Implementing a vacant home tax in Guelph could prove to be more trouble than it’s worth, with a lot of variables at play, caution city consultants.
In a report released on Friday, consultants neither recommend nor discourage the idea of taxing the owners of buildings left uninhabited or otherwise unused, though it does point to several potential pitfalls.
“The decision to implement a VHT (vacant home tax) is not something that can be made lightly,” the report states, adding later, “This is an extremely complex issue with no correct answers.”
VHTs are an additional charge levied against qualifying property owners, above and beyond regular property taxes, though it’s up to municipal councils to decide what those qualifications are.
Typically, properties left unoccupied for more than six months are considered vacant, an accompanying staff report notes.
“The objective is to incentivize property owners to rent or sell vacant residential units thus increasing the housing supply,” that report states. “With rising concerns about housing affordability and accessibility for both residents and students, the issue of housing supply in Guelph has become increasingly pressing.”
The key questions for elected officials to consider, consultants say, is whether there are enough properties in the city being withheld from the long-term rental market to justify such a tax and the extent to which implementing a VHT would change that.
Neither city staff nor the consultants provide an estimate of the number of vacant properties in Guelph.
There are several other factors council should consider, consultants say.
Potential revenue versus expected costs – would the fees pay for administration of the program?
Legacy costs if program implemented, then cancelled – new staff hired, or for whom a change is pay grade is awarded, leading to potential severance pay
Reputation – “implementing then suspending a VHT program could be seen as an admission that the decision to implement the program in the first place was ill conceived, ineffective and should never have been done in the first place.”
Should city council decide to implement a VHT, approval is needed from the Minister of Finance before it could be implemented.
At this point, only two Ontario municipalities have a vacant home tax – Toronto and Ottawa – though it’s being considered in several others, the consultants explain.
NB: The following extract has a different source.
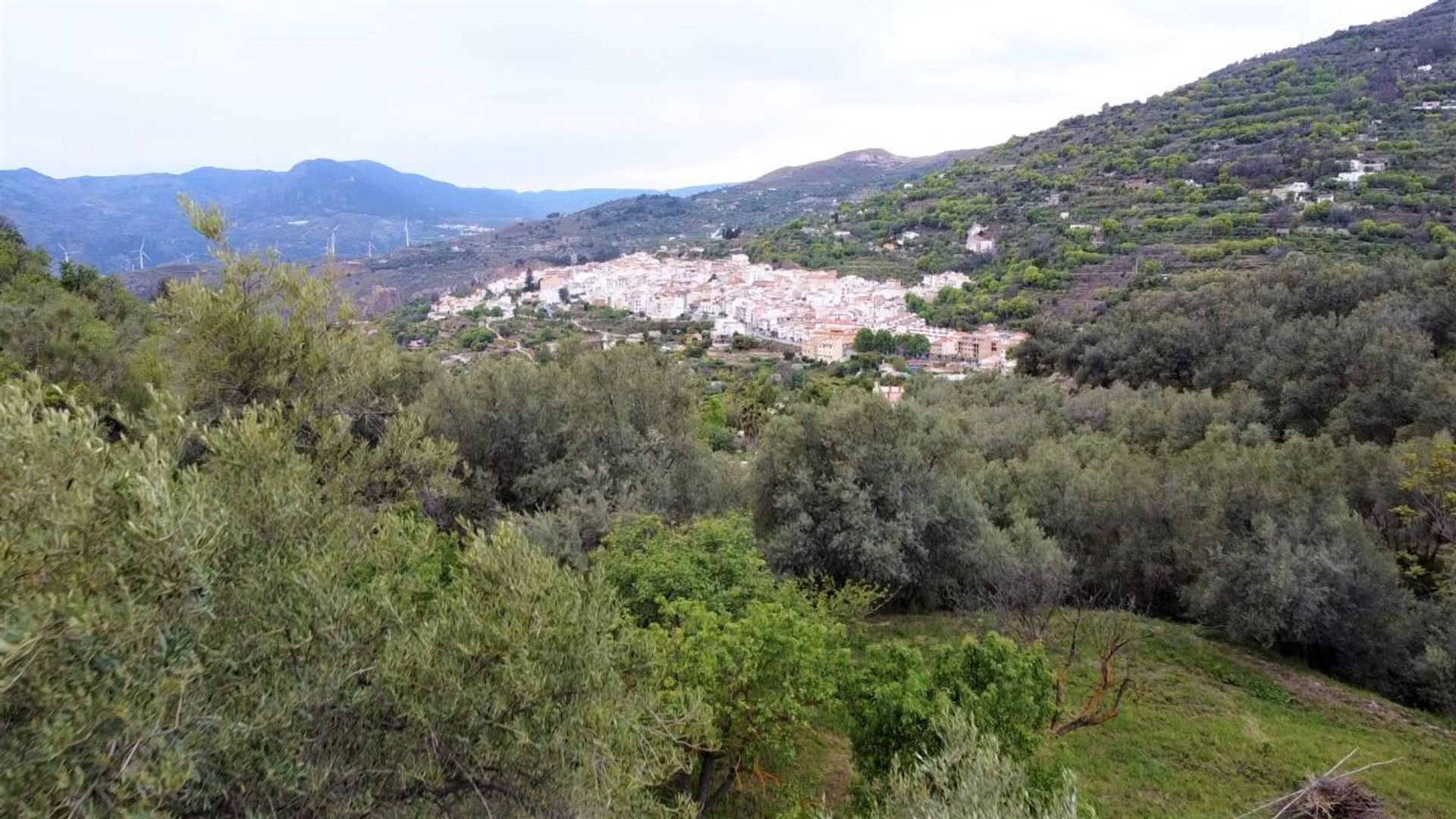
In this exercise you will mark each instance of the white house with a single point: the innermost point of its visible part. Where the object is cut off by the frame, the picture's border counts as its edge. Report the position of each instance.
(1296, 191)
(977, 241)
Hamilton is set to implement a VHT next year.
In both the existing examples, the VHT fee is one per cent of the property’s assessed value. Every residential unit owner is required to file a declaration of occupancy annually and if they don’t, the VHT is automatically applied.
In addition, both cases include stipulations that any revenue beyond what’s needed to operate the program be directed toward funding affordable housing projects.
Some municipalities have considered a vacant home tax but opted not to go that route, the consultants continue without identifying those municipalities.
Reasons cited in the report include a lack of understanding about the need, the number of vacant properties did not warrant the cost of implementing a VHT and approving a tax was deemed to “not appreciatively” increase the number of properties available for long-term rentals.
“In other words, these municipalities reached the conclusion that the merits of imposing a VHT in their jurisdictions did not warrant the cost, complexity, and time required to do so,” the report states.
In the end, it comes down to whether council believes Guelph residents view the tax as necessary and fair.